Entonces, si Calderón tardó cuatro años en servir 24 meses como consejero de una empresa extranjera dedicada al negocio de la energía, incurrió en tráfico de influencias, corrupción y conflicto de interés. Si nomina López Obrador a Esquivel para la Suprema Corte, no hay conflicto de interés, ni tráfico de influencias ni, eventualmente, se abre la puerta a la corrupción. Se puede argumentar que en el caso de Esquivel, se constituye la existencia de cuando menos un conflicto de interés similar al que incurrió el expresidente Enrique Peña Nieto al permitir que la empresa Higa, de su amigo el constructor Juan Armando Hinojosa, sirviera de intermediario en la operación inmobiliaria de la casa blanca, propiedad de su exesposa Angélica Rivera. Peña Nieto nunca aceptó que en aquel caso hubiera un conflicto de interés. López Obrador ni siquiera se detiene a pensar en ello.
Peña Nieto se quedó corto frente al nivel que está alcanzando López Obrador en cuanto a conflicto de intereses.

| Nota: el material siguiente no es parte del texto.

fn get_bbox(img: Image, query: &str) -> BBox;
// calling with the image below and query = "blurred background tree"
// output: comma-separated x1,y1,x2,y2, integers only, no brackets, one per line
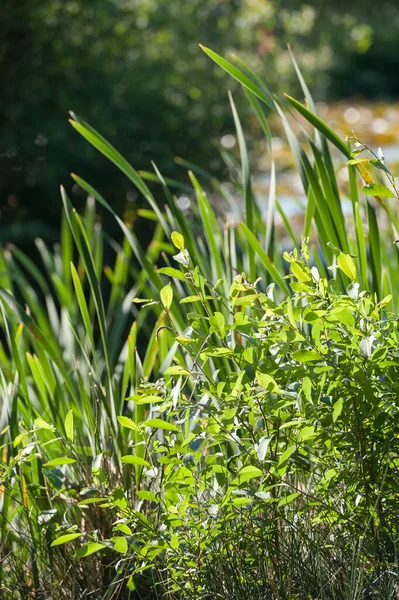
1,0,398,248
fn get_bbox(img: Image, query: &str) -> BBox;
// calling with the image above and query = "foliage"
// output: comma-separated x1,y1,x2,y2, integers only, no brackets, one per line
4,241,399,598
2,45,399,598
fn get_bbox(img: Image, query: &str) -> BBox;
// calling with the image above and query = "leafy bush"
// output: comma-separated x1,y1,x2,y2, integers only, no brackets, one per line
5,240,399,598
2,46,399,598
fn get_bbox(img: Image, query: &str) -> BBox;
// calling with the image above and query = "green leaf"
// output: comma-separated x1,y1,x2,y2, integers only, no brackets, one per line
278,445,296,467
337,254,357,281
298,426,316,441
180,295,213,304
158,267,186,280
135,395,165,404
160,283,173,311
292,350,321,363
51,533,82,547
332,398,343,423
43,457,76,467
137,491,157,501
362,183,395,198
64,409,74,443
171,231,185,251
291,261,311,283
284,95,350,158
113,537,128,554
117,416,140,433
163,366,190,376
77,498,108,506
34,418,55,432
256,372,279,392
232,465,263,486
143,419,179,432
75,542,105,558
209,312,225,336
199,45,274,110
121,455,151,467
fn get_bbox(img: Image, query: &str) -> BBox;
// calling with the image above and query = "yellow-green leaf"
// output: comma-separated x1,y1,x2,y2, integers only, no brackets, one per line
34,418,55,432
337,254,357,281
362,183,394,198
117,416,140,432
75,542,105,558
65,409,74,443
171,231,185,250
143,419,179,432
112,536,128,554
164,366,190,376
121,455,151,467
160,283,173,310
51,533,82,547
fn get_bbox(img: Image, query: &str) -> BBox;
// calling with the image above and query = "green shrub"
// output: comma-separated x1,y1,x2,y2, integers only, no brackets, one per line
2,46,399,599
6,239,399,598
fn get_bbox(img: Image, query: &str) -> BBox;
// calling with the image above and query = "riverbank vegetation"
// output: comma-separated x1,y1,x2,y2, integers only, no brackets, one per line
1,47,399,599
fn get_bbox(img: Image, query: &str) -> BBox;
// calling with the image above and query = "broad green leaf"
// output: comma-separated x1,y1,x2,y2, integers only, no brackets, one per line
201,348,232,358
160,284,173,311
75,542,105,558
333,398,343,422
278,445,296,467
135,395,166,404
121,455,151,467
163,366,190,376
362,183,394,198
158,267,186,280
231,497,253,507
337,254,357,281
51,533,82,547
256,372,279,392
293,350,320,363
171,231,185,250
298,426,316,441
34,418,55,432
117,416,140,432
180,295,213,304
77,498,108,506
113,537,128,554
232,465,263,486
291,261,311,283
143,419,179,432
209,312,225,336
137,491,157,501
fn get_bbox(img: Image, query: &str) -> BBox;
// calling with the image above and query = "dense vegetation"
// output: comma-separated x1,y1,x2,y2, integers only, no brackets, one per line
2,45,399,598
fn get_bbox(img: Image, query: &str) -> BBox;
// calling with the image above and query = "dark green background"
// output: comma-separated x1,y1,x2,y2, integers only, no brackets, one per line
1,0,398,247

Higa no participaba en licitaciones federales –no así en el Estado de México cuando Peña Nieto era gobernador–, ni recibió contratos después de ello. En cambio, un empleado de Esquivel es el jefe de obra de Santa Lucía, que sustituyó al proyecto que descarriló Riobóo por motivos personales. En el caso de Calderón, ni siquiera aplica alguna de las acusaciones de López Obrador.
El presidente no mencionó el lunes, sino hasta el martes, que hubo un precedente, el de Ernesto Zedillo, también dentro de los plazos contemplados por la ley, consejero de una empresa de ferrocarriles que tenía intereses en México. Su subjetividad original había incurrido en un conflicto de interés por sí mismo, pues como presidente, Zedillo facilitó que por encima de la ley, porque no tenía la residencia, el tabasqueño contendiera por la gubernatura de la Ciudad de México.
López Obrador le ofreció una disculpa a Calderón por acusarlo de corrupto, pero insistió que si no había sido ilegal lo que hizo, sí era inmoral. El presidente está midiendo los conflictos de interés y el tráfico de influencias en función de sus creencias, y metiéndose en contradicciones. Las puede resolver, sin embargo, si le ordena a Morena que rechace su terna para la Suprema Corte, al caer en un conflicto de interés descarnado y descarado, que es imposible de no ver.
Si el presidente es serio, no sólo debe barrer la escalera de arriba hacia abajo, como dice que erradicará la corrupción, sino comenzar en su casa. El discurso no le alcanza para ser una persona íntegra. Su comportamiento es lo que lo definirá. Sus propios conflictos de interés son ilegítimos, no ilegales, pero si no los ataja, el camino estará allanado para que la corrupción, que tanto dice odiar, entre sin freno en su administración.